Hello everybody. Pretty recently has been a rather stressful time, and I've been getting through it, however something small's sent my anxiety spiralling off. Last friday, I started to notice a small, occasional twitch in my left index finger.
It was very slight and occasional, and I didn't think much of it except that it continued to occur. On Sunday, it really started to make me worry as it was still there. On Monday, it relented mostly, and occurred perhaps 3 times throughout the day. Tuesday saw it get far more common (to the point where I went to bed and jolted myself awake when I Suddenly felt like my chest was going to burst and yesterday I woke up during the early hours in a panic, feeling incredibly hot and all my skin prickly and slightly numb in some places. Through yesterday it was much the same as it was on Tuesday, whilst today it has luckily seemed to have stopped. Anyway, this has caused me to worry to no end about all the horrible possibilities associated with a twitch, namely MS and ALS. Since noticing it I've began to feel all my joints and muscles ache from activity. Even though the twitching has stopped in my finger, whilst using it on the keyboard I occasionally feel some weakness in it. This has come out of nowhere, and I am truly terrified.

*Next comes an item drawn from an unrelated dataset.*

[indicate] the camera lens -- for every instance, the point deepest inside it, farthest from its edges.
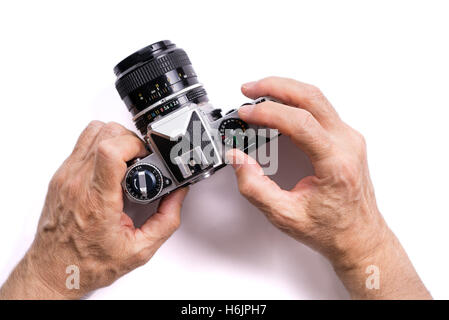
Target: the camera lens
(157, 80)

I'm 19 and fear that I'm already facing something this awful. I know my family (to the best of my knowledge) has no history of these conditions (although I do not know to what extent they are hereditary). First the twitching, combined with the experience of waking up early and now the occasional weakness I feel in my finger after the twitching has subsided- and not to mention the sudden aching I've been experiencing really has me beside myself. I've been checking my calf muscles, to the point where even looking at them sets off my anxiety.
I appreciate that I'm treading a long and dark path worrying about these things, and don't particularly want to see a doctor if it can be helped, but I don't know what to do.